Leading Boldly: Emerging Leaders on the Frontlines for Social Change
There has been a heightened awareness and a greater sense of urgency of the need to address the inequities laid bare by a cascade of crises in recent years. This has highlighted the work of leaders on the frontlines for social change. Leading Boldly, The USC Center on Philanthropy & Public Policy’s new series, focuses on emerging leaders who are working on an array of issues and varying approaches to create a more equitable society.
Four remarkable leaders, whose life experiences give them inspiration and strength, share their personal stories and reflect on their leadership journeys with Fred Ali, the retired President and CEO of the Weingart Foundation and a former nonprofit leader. The interviews are inspired by the words of Booker T. Washington: “Success is to be measured not so much by the position that one has reached in life as by the obstacles which he has overcome while trying to succeed.”
The series is underwritten by
Bank of America and the Weingart Foundation.

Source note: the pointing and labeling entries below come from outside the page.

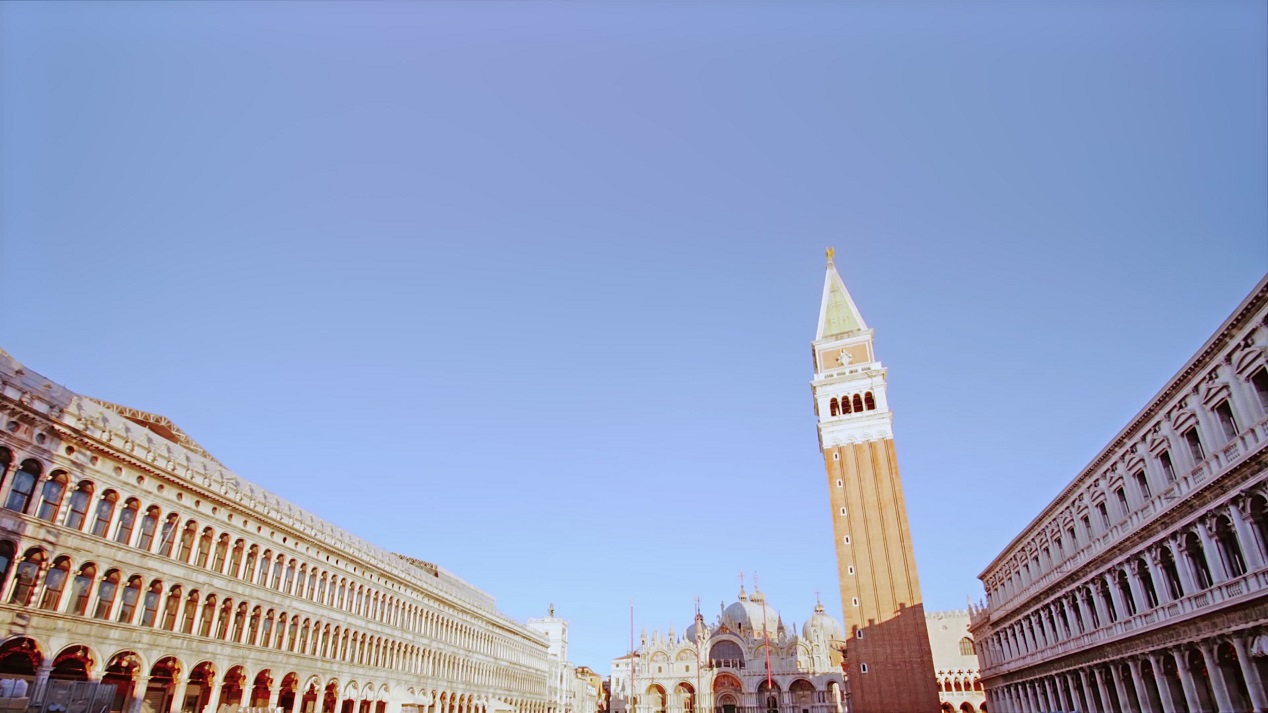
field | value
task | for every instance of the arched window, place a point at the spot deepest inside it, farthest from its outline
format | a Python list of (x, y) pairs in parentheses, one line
[(222, 627), (236, 558), (127, 520), (265, 561), (80, 500), (204, 626), (1197, 560), (105, 594), (1125, 590), (254, 626), (150, 605), (104, 511), (187, 623), (51, 497), (266, 629), (27, 575), (168, 538), (171, 609), (55, 582), (187, 541), (148, 527), (1167, 562), (1230, 549), (239, 622), (204, 547), (222, 549), (23, 485), (5, 461), (251, 556), (81, 589), (131, 596)]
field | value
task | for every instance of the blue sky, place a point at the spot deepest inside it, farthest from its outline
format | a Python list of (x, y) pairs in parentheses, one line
[(528, 289)]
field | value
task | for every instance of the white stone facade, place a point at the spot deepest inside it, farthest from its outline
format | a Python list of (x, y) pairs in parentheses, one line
[(725, 669), (955, 661), (128, 555), (1144, 584)]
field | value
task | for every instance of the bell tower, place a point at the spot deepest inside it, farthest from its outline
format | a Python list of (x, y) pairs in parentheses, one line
[(888, 656)]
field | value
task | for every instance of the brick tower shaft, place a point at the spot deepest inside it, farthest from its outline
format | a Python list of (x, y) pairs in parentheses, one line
[(889, 662)]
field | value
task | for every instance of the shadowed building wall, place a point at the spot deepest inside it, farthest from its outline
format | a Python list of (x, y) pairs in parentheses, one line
[(889, 662)]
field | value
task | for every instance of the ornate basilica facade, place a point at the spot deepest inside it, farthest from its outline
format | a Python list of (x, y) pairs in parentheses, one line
[(128, 555), (724, 666), (1144, 585)]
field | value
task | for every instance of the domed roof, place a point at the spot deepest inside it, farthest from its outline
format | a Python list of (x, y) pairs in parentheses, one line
[(823, 623), (748, 614)]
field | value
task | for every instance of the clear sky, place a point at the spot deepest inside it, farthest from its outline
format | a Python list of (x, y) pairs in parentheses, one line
[(528, 288)]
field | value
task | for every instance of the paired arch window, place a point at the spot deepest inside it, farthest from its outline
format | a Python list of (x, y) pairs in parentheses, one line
[(23, 486), (855, 404)]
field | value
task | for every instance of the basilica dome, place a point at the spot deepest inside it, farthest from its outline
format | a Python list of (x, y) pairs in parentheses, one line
[(748, 615), (822, 623)]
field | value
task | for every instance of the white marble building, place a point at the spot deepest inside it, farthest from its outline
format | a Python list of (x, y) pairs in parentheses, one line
[(724, 666), (129, 555), (1144, 584)]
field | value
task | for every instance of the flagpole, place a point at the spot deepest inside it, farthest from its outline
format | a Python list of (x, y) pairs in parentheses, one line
[(700, 622)]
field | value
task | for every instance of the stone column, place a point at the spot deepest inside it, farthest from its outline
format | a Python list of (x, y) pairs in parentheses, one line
[(138, 695), (1138, 681), (1099, 605), (1155, 571), (1120, 689), (1106, 702), (1087, 689), (1252, 548), (1222, 700), (37, 686), (1187, 683), (1138, 585), (1164, 689), (1182, 563), (1061, 694), (1115, 595), (1214, 557), (1049, 688), (1248, 671), (178, 694)]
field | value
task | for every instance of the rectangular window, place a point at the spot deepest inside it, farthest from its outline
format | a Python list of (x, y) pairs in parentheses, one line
[(1143, 485), (1259, 381), (1195, 444), (1224, 412)]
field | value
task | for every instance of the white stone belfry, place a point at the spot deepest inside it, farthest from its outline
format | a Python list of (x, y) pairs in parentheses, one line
[(848, 381)]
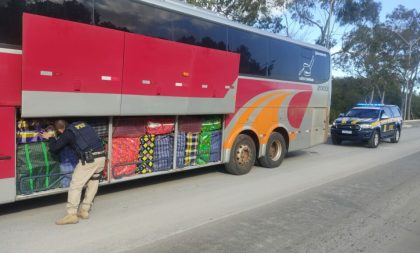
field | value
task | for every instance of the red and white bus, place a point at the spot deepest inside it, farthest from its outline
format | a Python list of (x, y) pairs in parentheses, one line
[(170, 87)]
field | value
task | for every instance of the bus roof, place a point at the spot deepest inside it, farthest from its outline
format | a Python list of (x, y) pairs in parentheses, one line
[(217, 18)]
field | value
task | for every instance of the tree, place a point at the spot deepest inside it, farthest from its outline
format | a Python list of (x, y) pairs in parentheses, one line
[(381, 54), (405, 27), (328, 15)]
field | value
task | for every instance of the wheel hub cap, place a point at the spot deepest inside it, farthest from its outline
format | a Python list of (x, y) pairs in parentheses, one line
[(243, 154)]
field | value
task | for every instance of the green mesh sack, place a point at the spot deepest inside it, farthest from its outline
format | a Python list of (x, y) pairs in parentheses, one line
[(36, 168), (211, 123), (204, 148)]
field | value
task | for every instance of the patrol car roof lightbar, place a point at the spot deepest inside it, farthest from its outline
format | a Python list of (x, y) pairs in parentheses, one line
[(363, 104)]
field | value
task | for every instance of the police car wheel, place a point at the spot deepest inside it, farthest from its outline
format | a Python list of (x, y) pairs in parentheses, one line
[(374, 140), (396, 137), (275, 151), (336, 140), (242, 155)]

Desmond Meade, President, Florida Rights Restoration Coalition, shares his leadership journey and discusses his greater motivation beyond the work, overcoming addiction, homelessness, and incarceration to embrace a calling to work in service of others. Desmond speaks on the power of philanthropy to advance opportunity and justice as well as the need to support and trust in the transformative ideas of leaders on the frontlines of social change.
Greisa Martinez Rosas, Executive Director, United We Dream, shares that a series of life experiences compelled her commitment to social justice; crossing the Rio Grande River at seven years old to growing up in the South as an undocumented and queer youth. Greisa discusses strategic alliances to resist race and gender oppressions, using her voice as a truth-teller and teaches us that investing in emerging leaders like herself is our hope for a more equitable future.
Phi Nguyen, Executive Director, Asian Americans Advancing Justice – Atlanta reflects on the leadership challenges she has faced during a period of increasing anti-Asian racism and violence. Phi offers hope, using her platform boldly and responsibly, leading within her organization, and offers insights to philanthropy – going beyond the grant, trusting your grantees, and providing unrestricted funding – while stressing that more needs to be done to understand and support Asian American communities.
Reverend Jennifer Bailey, Founder and Executive Director, Faith Matters Network channels her early life experiences of isolation and marginalization into a ministry of belonging and healing. She discusses her work centered on creating communities of belonging and healing the healers. Jennifer challenges the use of the terms such as “young” and “emerging”, – reminding us that leaders have moments of awakening at different points in their lives and to invest in people regardless of age or stage of development.